Somchai Sujjapongse, the ministry’s permanent secretary, said that if large companies accounted for less than 70-80 per cent of total corporate income tax collected as targeted, the government’s overall revenue would be negatively affected.
Earlier, all three revenue-collection departments were assigned to formulate plans to increase efficiency after they missed their targets.
The ministry now has urged the Revenue Department to analyse the causes of lower-than-targeted revenue collection from large business operators and improve its collection efficiency by way of monthly reports, starting now.
Somchai said that although large business operators, particularly listed companies, had accounting and auditing systems in place, there could be loopholes, particularly in transfer pricing between a parent company and its subsidiaries, to avoid taxes.
Fraudulent tax rebates and groups that avoid paying taxes must be kept under close watch, he said.
“We have to keep pace with large business operators, given the ways to avoid tax payment. In the United States or Europe … caution is taken for transfer pricing between a parent and its subsidiary, as it’s a way to avoid paying tax,” Somchai said.
Somchai also asked the Revenue Department to study the reasons for lower tax payments by business operators that had witnessed wider margins as a result of lower costs after drops in crude-oil prices while prices of their own product remained the same.
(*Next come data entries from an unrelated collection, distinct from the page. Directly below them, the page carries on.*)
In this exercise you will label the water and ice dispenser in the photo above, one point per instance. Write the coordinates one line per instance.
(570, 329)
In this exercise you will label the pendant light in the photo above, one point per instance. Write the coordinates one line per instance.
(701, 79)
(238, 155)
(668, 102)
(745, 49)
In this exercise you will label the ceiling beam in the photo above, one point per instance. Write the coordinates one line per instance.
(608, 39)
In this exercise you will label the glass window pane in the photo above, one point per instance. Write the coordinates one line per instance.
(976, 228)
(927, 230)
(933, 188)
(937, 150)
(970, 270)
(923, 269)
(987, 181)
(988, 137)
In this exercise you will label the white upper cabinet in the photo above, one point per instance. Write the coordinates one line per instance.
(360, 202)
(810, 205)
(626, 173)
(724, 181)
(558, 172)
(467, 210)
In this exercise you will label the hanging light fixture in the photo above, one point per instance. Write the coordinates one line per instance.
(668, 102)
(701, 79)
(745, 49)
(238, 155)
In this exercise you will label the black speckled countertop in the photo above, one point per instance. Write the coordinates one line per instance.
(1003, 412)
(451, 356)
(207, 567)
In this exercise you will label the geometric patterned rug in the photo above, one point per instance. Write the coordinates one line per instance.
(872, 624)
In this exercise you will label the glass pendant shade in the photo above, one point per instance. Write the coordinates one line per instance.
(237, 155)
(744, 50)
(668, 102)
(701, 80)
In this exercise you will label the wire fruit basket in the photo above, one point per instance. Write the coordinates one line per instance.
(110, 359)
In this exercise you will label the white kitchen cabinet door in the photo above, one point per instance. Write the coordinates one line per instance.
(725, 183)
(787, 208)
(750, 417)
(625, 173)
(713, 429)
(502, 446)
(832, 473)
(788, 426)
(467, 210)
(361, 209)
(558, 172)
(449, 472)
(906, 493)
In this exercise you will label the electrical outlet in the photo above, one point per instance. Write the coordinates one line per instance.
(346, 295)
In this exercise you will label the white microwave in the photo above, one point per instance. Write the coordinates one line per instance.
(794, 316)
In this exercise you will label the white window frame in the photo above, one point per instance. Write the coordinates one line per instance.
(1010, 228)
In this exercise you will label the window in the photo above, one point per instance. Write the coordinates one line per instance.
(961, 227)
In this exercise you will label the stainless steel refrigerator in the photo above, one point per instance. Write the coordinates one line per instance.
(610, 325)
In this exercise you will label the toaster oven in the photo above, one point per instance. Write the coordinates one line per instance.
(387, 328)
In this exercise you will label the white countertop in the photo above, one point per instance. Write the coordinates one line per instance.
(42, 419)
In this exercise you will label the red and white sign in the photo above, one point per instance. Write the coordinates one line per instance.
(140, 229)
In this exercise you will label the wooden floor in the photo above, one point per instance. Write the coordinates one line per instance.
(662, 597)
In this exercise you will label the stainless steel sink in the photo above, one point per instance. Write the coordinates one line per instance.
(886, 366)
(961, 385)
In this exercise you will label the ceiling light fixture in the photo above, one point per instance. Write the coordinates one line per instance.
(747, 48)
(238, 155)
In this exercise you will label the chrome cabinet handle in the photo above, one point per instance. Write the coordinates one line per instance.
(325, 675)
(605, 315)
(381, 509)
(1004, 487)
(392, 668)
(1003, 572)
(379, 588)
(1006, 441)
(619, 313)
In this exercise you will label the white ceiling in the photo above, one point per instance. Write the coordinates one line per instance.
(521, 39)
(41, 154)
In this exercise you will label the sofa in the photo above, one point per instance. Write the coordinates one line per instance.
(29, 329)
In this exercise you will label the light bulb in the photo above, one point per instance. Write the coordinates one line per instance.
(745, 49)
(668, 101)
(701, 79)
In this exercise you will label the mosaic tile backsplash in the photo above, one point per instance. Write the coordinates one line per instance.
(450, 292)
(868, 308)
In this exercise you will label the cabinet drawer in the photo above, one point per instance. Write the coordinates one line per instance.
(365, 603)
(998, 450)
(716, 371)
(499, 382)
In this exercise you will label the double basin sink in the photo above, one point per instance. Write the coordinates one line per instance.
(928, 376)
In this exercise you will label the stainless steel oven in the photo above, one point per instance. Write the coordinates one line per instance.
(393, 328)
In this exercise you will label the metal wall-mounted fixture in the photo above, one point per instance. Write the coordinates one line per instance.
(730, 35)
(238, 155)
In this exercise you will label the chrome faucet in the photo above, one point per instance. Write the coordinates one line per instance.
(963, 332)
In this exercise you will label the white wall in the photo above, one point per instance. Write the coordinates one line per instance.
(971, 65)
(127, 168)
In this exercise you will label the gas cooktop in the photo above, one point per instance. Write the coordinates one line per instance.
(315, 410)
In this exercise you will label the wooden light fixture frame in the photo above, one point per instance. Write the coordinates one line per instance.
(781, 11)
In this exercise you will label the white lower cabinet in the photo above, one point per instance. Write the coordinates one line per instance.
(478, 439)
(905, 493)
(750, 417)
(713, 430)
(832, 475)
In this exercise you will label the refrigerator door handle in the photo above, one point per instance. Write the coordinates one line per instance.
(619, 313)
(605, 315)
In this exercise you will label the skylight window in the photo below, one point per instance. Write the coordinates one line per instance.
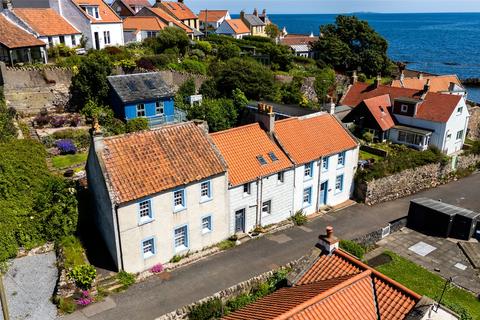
(262, 160)
(272, 156)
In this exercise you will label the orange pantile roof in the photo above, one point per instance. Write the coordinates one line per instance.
(143, 23)
(45, 21)
(167, 18)
(379, 108)
(335, 287)
(177, 9)
(311, 137)
(238, 26)
(107, 15)
(437, 83)
(14, 37)
(240, 148)
(212, 15)
(144, 163)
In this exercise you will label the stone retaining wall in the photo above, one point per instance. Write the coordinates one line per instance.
(411, 181)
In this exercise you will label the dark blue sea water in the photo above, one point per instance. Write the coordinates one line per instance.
(443, 43)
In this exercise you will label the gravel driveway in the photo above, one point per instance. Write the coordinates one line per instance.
(29, 283)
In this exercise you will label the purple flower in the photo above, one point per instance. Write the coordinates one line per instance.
(66, 146)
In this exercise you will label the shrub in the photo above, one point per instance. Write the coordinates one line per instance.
(353, 248)
(66, 146)
(138, 124)
(299, 218)
(83, 275)
(125, 278)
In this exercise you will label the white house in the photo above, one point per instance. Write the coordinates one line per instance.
(234, 27)
(325, 156)
(158, 194)
(97, 21)
(261, 177)
(45, 24)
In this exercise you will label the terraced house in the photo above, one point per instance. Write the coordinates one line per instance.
(158, 194)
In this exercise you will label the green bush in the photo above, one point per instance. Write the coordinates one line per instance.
(125, 278)
(83, 275)
(137, 124)
(353, 248)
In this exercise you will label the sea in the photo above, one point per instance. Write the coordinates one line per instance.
(440, 43)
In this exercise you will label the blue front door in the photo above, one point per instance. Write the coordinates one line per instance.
(323, 194)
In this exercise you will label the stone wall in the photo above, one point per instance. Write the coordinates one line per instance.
(411, 181)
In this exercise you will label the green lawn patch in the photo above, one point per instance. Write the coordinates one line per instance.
(429, 284)
(68, 160)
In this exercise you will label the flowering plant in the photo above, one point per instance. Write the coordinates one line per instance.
(66, 146)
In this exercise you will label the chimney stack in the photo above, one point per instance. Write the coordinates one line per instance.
(328, 243)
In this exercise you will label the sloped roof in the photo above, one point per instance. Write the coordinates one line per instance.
(212, 15)
(178, 9)
(311, 137)
(238, 26)
(144, 163)
(143, 23)
(140, 87)
(107, 15)
(437, 83)
(14, 37)
(240, 148)
(379, 108)
(45, 21)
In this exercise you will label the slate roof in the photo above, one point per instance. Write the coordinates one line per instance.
(240, 148)
(140, 87)
(14, 37)
(253, 20)
(335, 287)
(46, 22)
(145, 163)
(311, 137)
According to the ministry, the Revenue Department’s corporate income-tax collection has stayed in a range of Bt550 billion to Bt600 billion per annum for the past five years. It collected Bt544 billion in 2012, Bt592 billion in 2013, Bt570 billion in 2014, Bt560 billion in 2015 and Bt600 billion last year.
For the first five months of this year, corporate income-tax collection totalled Bt150 billion.
The department’s total revenue collection amounted to Bt616 billion for the first five months of this year, about 1.3 per cent or Bt8.4 billion lower than its target. However, the figure was 3 per cent or Bt17.8 billion higher than in the same period in 2016.
Of all taxes collected, value-added-tax collection missed its target by 3.4 per cent or Bt10.8 billion.
February’s VAT collected from the manufacturing expanded for the first time this year, signalling an improved economy, while VAT collected from imports gained from a rise in imports of raw materials and semi-finished products.
Petroleum-tax collection totalled Bt1.89 billion, about 70.9 per cent or Bt4.6 billion below its target and 63.2 per cent less than that in the same period of last year.